The first thing we need to resolve is disabling the SSE2 extensions. This suggests that -DNOSSE2 can be used for BWA. We are not the first to deal with this issue. This page replaces the file with sse2neon.h which replaces SSE calls with NEON. My Raspberry PI has neon support, so that should work:

pi@raspberrypi:~ $ LD_SHOW_AUXV=1 uname | grep HWCAP
AT_HWCAP:        half thumb fastmult vfp edsp neon vfpv3 tls vfpv4 idiva idivt vfpd32 lpae evtstrm
AT_HWCAP2:       crc32

Efraim will have a go at the BWA port. After that I'll pick up freebayes which includes a 2016 BWA as part of vcflib. People should not do this, though I am guilty with sambamba too.

5.1 Compile in a Guix container

After checking out the repo with git recursive create a Guix container with all the build tools with

guix environment -C -l guix.scm

Next rebuild the CMake environment with

rm CMakeCache.txt ./vcflib-prefix/src/vcflib-build/CMakeCache.txt
make clean
cmake .
make -j 4
make test

The last command is not working yet.

6 GEMMA compute GRM (2)

[2020-10-02 Fri] With all that plumbing in place it is time to get the GRM computation sorted. Nick, in parallel, is working on a speedy replacement for LOCO written in Rust. I'll focus on a Python implementation right now. One thing I need to do is compute MAF correctly and (in line with that) translate the real numbers.

  • [ ] Translate BIMBAM
  • [ ] Translate R/qtl geno and genoiter
  • [X] Compute MAF correctly

7 Managing filters with GEMMA1

[2020-09-30 Wed] GEMMA has filters which I need to be able to disable for HEGP input. Tracking this on github.

8 HEGP and randomness

[2020-09-30 Wed] For the HEGP encryption we use rnorm. I had to dig through R's source code to find out how it generates random numbers. It does not use the Linux randomizer but its own implementation. Ouch.

Honestly, we should not use that! These are pragmatic implementations for sampling. Not for encryption.

Interestingly, R sets srand() on startup using a time stamp. This is, however, only used to generate temporary filenames using the glibc rand() function. Correct me if I am wrong, but it is the only time R uses the OS randomizer.

Meanwhile the implementation of rustiefel is pretty straightforward: All we need to do is replace rnorm with an array of floats. Both Rust and Python provide a normal distribution from /dev/random. I'd have to dig deeper to get details, but to me it looks like the better idea.

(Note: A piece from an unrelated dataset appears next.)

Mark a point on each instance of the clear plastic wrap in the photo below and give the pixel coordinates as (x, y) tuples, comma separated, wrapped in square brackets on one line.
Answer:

9 GEMMA keeping track of transformations

[2020-09-29 Tue] One important thing mentioned below is that we want to keep track of data transformations. For example, applying a MAF filter twice can lead to different results. At least you'd want to show a warning. For this I am adding a transformation field in the control file which shows a list of tranformations formed like

"transformations": [
     {
         "type": "filter",
         "pheno-NA": true,
         "maf": 0.01,
         "miss": 0.05,
         "command": "./bin/gemma2 --overwrite -o test/data/regression/21487_filter filter -c test/data/regression/21487_convert.json"
     }

which allows us to check whether the filter has been applied before. Running the filter twice will show. The grm command will check whether a filter has run. If not it will add.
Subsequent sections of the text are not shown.